LESSON #1: EVERY STRANGER HAS A STORY — Both the appealing and the weird among us that either catch our eye or cause a passive glance has something going on underneath the surface impression. Maybe it’s kindness. Maybe it’s crazy. As a fellow stranger sharing that space, no matter if you engage that inherent value or ignore it, you have to respect the other person.
Stemming from Lloyd’s catalyst, unspoken nods and acknowledgments turn into openings for conversation. Their asides and stories play out in song sequences that include external scenes revealing character backgrounds of how each arrived at this place. Unfortunately, not all is civil and peaceful. Our people are quick to label and get cross with each other. Huge assumptions and frustrations boil over before shared empathy, cultural acceptance, collaborative understanding can calm the vocal violence.
LESSON #2: WHEN STRANGERS NEED EACH OTHER — Our subway passengers of Stuck are in a place where they have to deal with each other and the situation together. You can argue one moment but then need a favor in the next. Demographics and labels cease to matter. This becomes a test of patience and a shift where random luck morphs into connections of circumstance. Interdependence is one area of many where these characters change from the time they get on the train to when they disembark.
Stuck is the sophomore feature film from writer/director Matthew Berry after his underseen 2014 western Frontera. As quite a switch from a dueling Michael Pena and Ed Harris, this sharp new work adds to his promise as a filmmaker to watch. This single setting film has Chicago roots. Stuck began on the 2008 stage at the La Costa Theatre before migrating to Off-Broadway through the New York Music Theatre Festival of 2012. Its expansion to the big-screen is dexterous and seamless.
Naturally, the music is its core. The impressive songs and compositions stem from original writer/playwright Riley Thomas (By the Book) with support from arranger Ben Maughan and Tim Young as the composer and music supervisor. Through choreography from Shannon Lewis, each performer is granted standout opportunities to chant their side. The editing team of Elisa Cohen, Lucy Donaldson, and Jimmy Hill worked with music mixer Chris Arias to merge these layers together quite effectively. You know Ashanti was going to blow her number (“Make it Better”) away, but the other cast members really impressive with their own talent, especially Canonico and Cho. When all six are combined as an ensemble for two songs (“Stuck” and “Try”), you’re going to have to hold down the proverbial doors from being blown off.

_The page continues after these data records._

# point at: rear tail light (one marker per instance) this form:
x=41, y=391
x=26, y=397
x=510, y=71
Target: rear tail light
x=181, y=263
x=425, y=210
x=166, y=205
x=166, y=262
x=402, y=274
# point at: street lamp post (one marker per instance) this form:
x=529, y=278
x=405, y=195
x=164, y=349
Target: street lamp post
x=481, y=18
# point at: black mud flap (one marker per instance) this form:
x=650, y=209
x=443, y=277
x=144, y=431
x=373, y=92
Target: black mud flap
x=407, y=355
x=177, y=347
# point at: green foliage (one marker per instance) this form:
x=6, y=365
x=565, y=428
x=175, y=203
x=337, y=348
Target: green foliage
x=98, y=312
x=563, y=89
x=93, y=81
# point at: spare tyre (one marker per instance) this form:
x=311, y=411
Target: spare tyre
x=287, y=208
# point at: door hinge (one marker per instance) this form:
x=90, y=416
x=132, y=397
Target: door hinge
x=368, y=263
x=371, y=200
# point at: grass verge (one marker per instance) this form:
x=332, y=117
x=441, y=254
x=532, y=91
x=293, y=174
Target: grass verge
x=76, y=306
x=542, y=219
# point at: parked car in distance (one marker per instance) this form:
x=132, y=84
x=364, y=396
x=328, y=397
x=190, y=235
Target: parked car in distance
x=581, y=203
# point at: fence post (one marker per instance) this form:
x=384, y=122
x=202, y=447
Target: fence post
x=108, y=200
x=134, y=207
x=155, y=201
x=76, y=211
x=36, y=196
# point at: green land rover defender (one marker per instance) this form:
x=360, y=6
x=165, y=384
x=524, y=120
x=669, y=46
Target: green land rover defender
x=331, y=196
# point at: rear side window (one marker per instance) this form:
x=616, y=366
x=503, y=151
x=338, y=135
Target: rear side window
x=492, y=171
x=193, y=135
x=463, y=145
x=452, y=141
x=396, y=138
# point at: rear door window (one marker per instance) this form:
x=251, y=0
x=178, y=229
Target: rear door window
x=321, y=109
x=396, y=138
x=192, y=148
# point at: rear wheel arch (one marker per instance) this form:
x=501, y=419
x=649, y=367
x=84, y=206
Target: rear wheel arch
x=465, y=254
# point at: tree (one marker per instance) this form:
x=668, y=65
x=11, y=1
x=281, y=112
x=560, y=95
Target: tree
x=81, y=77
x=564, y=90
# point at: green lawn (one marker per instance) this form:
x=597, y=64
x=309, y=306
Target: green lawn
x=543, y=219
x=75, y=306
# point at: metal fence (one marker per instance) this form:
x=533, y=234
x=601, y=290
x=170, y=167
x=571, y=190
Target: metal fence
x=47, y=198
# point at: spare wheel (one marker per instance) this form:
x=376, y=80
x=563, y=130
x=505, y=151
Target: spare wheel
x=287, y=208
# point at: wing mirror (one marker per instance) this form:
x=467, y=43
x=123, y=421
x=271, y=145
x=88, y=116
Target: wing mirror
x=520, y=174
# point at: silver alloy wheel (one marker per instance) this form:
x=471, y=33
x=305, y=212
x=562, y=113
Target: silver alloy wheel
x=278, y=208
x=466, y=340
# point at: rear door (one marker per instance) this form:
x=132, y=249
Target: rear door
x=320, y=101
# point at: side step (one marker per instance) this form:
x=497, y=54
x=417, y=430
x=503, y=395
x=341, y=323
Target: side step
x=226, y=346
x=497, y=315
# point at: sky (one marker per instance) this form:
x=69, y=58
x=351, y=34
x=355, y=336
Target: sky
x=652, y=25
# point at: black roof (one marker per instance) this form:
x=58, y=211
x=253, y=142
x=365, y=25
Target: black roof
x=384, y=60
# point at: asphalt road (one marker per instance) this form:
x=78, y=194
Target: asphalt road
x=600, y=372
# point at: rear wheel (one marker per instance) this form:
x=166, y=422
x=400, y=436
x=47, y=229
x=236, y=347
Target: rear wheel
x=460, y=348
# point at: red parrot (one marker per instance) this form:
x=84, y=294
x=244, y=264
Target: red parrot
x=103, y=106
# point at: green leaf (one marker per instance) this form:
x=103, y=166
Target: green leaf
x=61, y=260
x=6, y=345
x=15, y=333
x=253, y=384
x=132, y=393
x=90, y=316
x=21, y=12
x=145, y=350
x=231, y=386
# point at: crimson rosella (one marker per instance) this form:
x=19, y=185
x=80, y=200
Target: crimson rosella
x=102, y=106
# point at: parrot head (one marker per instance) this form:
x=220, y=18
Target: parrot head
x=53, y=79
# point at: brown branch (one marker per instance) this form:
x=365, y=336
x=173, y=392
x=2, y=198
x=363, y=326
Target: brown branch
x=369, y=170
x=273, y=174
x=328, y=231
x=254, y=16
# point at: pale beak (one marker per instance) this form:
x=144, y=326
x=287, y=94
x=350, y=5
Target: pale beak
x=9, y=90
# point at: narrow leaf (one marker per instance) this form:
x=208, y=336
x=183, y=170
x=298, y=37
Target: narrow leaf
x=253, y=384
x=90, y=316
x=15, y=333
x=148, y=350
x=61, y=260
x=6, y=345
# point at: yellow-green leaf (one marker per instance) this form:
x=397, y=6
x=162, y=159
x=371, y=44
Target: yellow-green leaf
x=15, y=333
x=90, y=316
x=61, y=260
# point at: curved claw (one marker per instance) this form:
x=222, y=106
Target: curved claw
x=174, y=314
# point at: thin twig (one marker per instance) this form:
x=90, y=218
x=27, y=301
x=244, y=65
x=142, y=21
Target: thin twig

Beyond this artistic commitment and creative blend of genres, the messages of Stuck win over. The journey of swirling discomfort, anger, sadness, and confusion that all force camaraderie within these demographic microcosms to become less judgmental people is one very much worth following with our own audience steps. When they sing to each other, they sing to us. What they sing about speaks about all of us. That’s powerful stuff.